Fraudsters pose as intermediaries in P2P transactions. The scammer pretends to be a seller or buyer of cryptocurrency on the Bybit platform, establishing contact with potential victims through external communication channels such as Telegram, WhatsApp or social networks. He offers his banking details and information about advertisements posted on Bybit in an attempt to deceive users.

In this scenario, the scammer shares his account details through external channels and asks the victim to confirm receipt by copying the information into the P2P order chat on the Bybit platform. The victim, unaware of the deception, sends the scammer’s account information to another platform participant, who is also not aware of the fraud. As a result, the victim sends cryptocurrency to an unsuspecting buyer, who then transfers fiat funds to the scammer’s account.

In such cases, it is difficult for the victim to get help from P2P platform specialists, since communication with the scammer took place outside the official platform.

Strategies for protecting and preventing fraud on P2P platforms

- Conducting transactions on peer-to-peer (P2P) exchange platforms requires increased attention to prevent possible fraudulent activities. Here are some effective strategies and tips to help you protect your operations.

Ensuring security for participants in P2P exchanges is critical and includes the following aspects:

• Enable two-factor authentication (2FA) : Be sure to enable 2FA for your account. This will add an extra layer of security and protect your account from unauthorized access.

• Use strong, unique passwords : Create and use strong passwords that are unique to each platform. Avoid reusing passwords to reduce the risk of a data breach.

• Website Authentication : Before logging into the platform, make sure that you are using the official website. Avoid clicking on suspicious links and check the URL to ensure it is genuine.

• Limit the use of external communication channels : Try to minimize the use of third-party communication services to conduct transactions. It is important to communicate and transact only through official communication channels on the platform to avoid the risk of fraud.

Mechanisms and approaches Bybit offers to ensure user security include:

1. Ratings and Reviews : Users can use ratings and reviews on the Bybit platform to assess the credibility of potential counterparties.

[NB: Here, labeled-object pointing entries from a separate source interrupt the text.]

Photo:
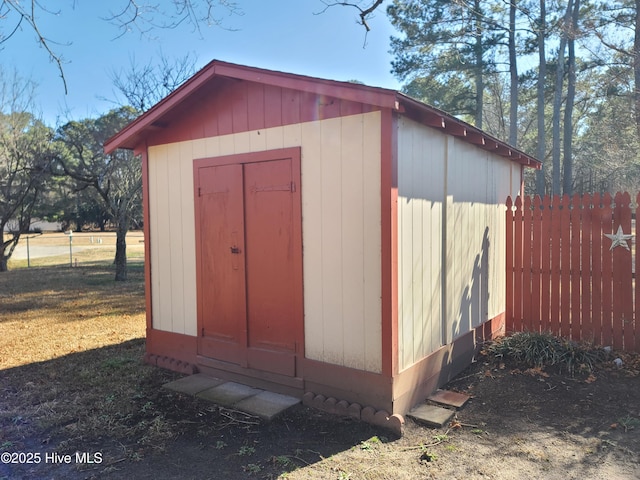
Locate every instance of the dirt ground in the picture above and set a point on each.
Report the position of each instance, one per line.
(106, 412)
(517, 425)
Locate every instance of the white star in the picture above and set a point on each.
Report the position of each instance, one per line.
(619, 239)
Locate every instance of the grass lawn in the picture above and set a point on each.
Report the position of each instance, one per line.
(72, 380)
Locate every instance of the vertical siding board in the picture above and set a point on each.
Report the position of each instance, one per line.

This allows users to make informed decisions when choosing a partner for transactions.

2. Escrow Service : Bybit offers an escrow service that temporarily holds cryptocurrency during a transaction. This increases the level of security of transactions, providing protection for both the buyer and the seller.

3. Help Desk : In case of disputes or problems, users can seek help from Bybit Help Desk, which will help find solutions and resolve conflict situations.

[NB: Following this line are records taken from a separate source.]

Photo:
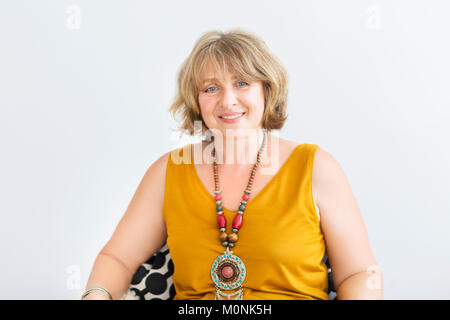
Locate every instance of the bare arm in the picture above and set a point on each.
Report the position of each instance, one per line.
(356, 273)
(139, 234)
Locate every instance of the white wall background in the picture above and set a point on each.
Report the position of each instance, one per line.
(84, 114)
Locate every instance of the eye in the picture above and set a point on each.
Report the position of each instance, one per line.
(207, 90)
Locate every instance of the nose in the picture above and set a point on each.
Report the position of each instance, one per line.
(229, 98)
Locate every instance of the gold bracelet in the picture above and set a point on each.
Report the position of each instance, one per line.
(96, 289)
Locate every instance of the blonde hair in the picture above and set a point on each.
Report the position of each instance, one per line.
(249, 58)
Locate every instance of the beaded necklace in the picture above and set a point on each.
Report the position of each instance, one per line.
(228, 270)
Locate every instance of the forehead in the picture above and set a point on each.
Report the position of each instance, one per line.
(211, 73)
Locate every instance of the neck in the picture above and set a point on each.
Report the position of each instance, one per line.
(240, 151)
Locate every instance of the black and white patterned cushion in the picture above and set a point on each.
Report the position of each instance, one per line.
(153, 279)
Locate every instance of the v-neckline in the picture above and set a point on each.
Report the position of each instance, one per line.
(206, 193)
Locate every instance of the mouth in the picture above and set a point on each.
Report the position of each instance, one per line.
(231, 116)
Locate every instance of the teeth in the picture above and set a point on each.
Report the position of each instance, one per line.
(232, 117)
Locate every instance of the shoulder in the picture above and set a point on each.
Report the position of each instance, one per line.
(157, 170)
(329, 182)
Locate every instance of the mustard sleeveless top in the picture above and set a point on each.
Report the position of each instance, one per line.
(280, 241)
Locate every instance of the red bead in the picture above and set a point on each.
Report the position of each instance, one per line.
(237, 222)
(221, 222)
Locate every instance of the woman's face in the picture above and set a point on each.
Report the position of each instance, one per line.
(221, 97)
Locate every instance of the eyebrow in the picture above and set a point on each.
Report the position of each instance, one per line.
(215, 79)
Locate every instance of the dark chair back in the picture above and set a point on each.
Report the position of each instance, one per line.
(153, 279)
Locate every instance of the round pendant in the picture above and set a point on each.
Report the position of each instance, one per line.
(228, 271)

4. Checking counterparties for P2P transactions : Users are advised to carefully check the profile, rating, transaction history and reviews of other participants about the counterparty. Be especially careful when interacting with new users or those with few transactions.

5. Requiring confirmation of data : Users should not hesitate to require the counterparty to confirm its data or provide additional information about the transaction if in doubt. This will help ensure the reliability of the transaction.

6. Handle demands with care : It is important not to give in to pressure from counterparties, especially if they require quick action. Users should take their time and analyze each step of the transaction in detail to avoid falling into fraudulent schemes.

Conclusions

In the world of cryptocurrencies and P2P exchanges on platforms such as Bybit, there is a certain risk of fraud. Users should be aware of this risk and take appropriate precautions. It is important to be extremely careful and actively use the security tools offered by the platform, such as two-factor authentication and complex passwords.

While platforms like Bybit are taking steps to ensure user safety, personal vigilance and caution remain key to protecting funds. You must be especially careful and not trust dubious offers or requests.